By Greg Moses
“Every voice that comes behind Cindy Sheehan sparks a new voice, and someone else stands up. Someone else is not afraid anymore.” Mona is speaking from the back seat of a Camp Casey shuttle as the Texas prairie speeds past. Today Mona is not afraid what the President will think. But she is worried to death about her son, who is headed for Iraq next month. Mona’s anti-war movement is on a tight schedule indeed. Even the national protests scheduled for Sept. 24-26 in D.C. may be too late.
“I was on Air America earlier this week,” says Mona, answering to the usual round of “where you from?” She called the radio station from Ohio to defend Cindy Sheehan’s protest action, and someone asked her if she was planning to go. “Well, if I can arrange it, I’ll go,” Mona recalls. After she hung up, the station got calls. Someone offered a plane ticket from Ohio to Texas. Another offered the rent car. “So I’m here for at least a week, but I can always just turn in the rent car and stay longer.”
As we debark the shuttle on a recent afternoon, Deputy Kolinek from the McLennan County Sheriff’s Department is looking jovial. “You’ve got a question written all over your face,” says the khaki starched Kolinek to a t-shirt clad protester. “What is it?” As Kolinek listens to the question, a woman hands the deputy a chilled bottle of water which he opens right away.
A mist of cool water hits me in the face. It’s Fran, one of my traveling hosts. She has grabbed this delightful contraption from a CodePink bag of tricks. It’s a spray-gun mini-fan combo in bright plastic colors. All I can say is “do it again!” Days out here are like this. Juxtapositions of worry and joy, anger and delight, water and tears.
Over on Prairie Chapel Road, beneath a few freshly erected white crosses, some flowers have been placed. For 24-year-old Kelly Prewitt of Alabama, someone has placed a collection of colorful cut flowers on the ground. Florist delivery trucks are not uncommon out here. According to a CBS news report archived at the pigstye Iraq Page, Prewitt wrote his dad to say he was homesick. Back in the fateful month of April 2003 when Kelly was killed, his dad Steve was quoted saying he hoped his son’s death would mean something, that the war would do some good. Out here in the blazing light of August, Kelly’s mother Jean tells a French wire service that her whole attitude toward the war changed in December 2003 when the reason for starting the war was exposed as “a big lie”.

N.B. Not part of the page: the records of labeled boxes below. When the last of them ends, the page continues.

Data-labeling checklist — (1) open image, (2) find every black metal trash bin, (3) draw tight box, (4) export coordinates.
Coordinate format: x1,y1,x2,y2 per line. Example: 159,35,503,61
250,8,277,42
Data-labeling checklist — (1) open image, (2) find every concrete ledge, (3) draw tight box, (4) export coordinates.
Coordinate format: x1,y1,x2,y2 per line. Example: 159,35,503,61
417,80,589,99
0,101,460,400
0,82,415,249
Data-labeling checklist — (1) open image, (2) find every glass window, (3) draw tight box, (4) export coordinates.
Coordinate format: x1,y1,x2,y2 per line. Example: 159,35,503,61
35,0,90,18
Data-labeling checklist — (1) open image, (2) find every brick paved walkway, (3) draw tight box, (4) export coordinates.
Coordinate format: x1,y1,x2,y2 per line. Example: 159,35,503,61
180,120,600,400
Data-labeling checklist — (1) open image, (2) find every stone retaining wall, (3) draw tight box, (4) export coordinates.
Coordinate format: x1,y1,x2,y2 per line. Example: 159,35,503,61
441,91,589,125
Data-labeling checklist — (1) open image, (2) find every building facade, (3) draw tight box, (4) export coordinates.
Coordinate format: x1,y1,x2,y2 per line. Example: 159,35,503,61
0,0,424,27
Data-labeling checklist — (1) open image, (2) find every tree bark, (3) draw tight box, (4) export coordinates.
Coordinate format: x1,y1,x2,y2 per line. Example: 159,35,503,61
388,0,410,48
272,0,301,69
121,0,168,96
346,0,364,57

For 22-year-old Irving Medina of Middletown, New York, someone has cut wildflowers from the prairie–a sunflower and a purplish bulb from a nettle or thistle. Irving’s twin brother Ivan had just survived an 11-month tour in Iraq when a West Point officer and chaplain, dressed in their best uniforms, knocked at the family home. They were soon followed by tv cameras. Irving had been killed by a “homemade grenade” while on patrol in the streets of Baghdad in late 2003 reported the Times Herald-Record of Hudson Valley. He was going to propose to a woman when he returned. All the family knew was her name: Leslie. Was it Leslie who cut the wild flowers today? As I search to find a Crawford connection, all I come up with is Medina, holy city of the prophet.
A rose and a daisy have been placed at the cross of 20-year-old Christian Schulz of Colleyville, Texas, who was stationed at nearby Ft. Hood. His death is attributed to “non-combat” causes, but he died in a war nevertheless, July11, 2003. Finally, although no flowers yet appear at the cross of Pablito Pena Briones, Jr., who died from a “non-hostile gunshot” in Falluja, something about the name Pablito reminds me how young a 20-year-old can be.
By the time I reach the end of the line, Mona is bent over, trying to rattle loose one of the crosses from a pull-cart. From a string, hanging around her neck, dangles a laminated photo of a young man in uniform.
“Mona, is that your son?” I ask. She looks up, slightly startled, then, “Yes, that’s him.” Standing up, she twirls the picture to show me the flip side, a photo of her three grandchildren. Two of them are from her son’s family, one is from her daughter’s, but she has made a group photo for her son to take with him, to give him hope, to encourage him to come back alive. Back to her work with the crosses, she says in a wavering voice, “I sure hope I don’t have to put out one of these for him.” And we both stand there crying. “Where are all the mothers,” she asks, “that these crosses belong to?” A Korean reporter looks at us, and he is also frozen stiff by this grief. His pen hovers over his notebook, but what exactly is there to say?
“Ma’am, do you want me to help you put names on those crosses?” asks the gentle voice of a brand new volunteer who has just walked the line. Which helps to get us all moving again. Under the high sun, with cicadas and crickets buzzing from their invisible homes in the grass, Mona, with her hat brim pulled down, returns to her work among the field of crosses at Prairie Chapel Road.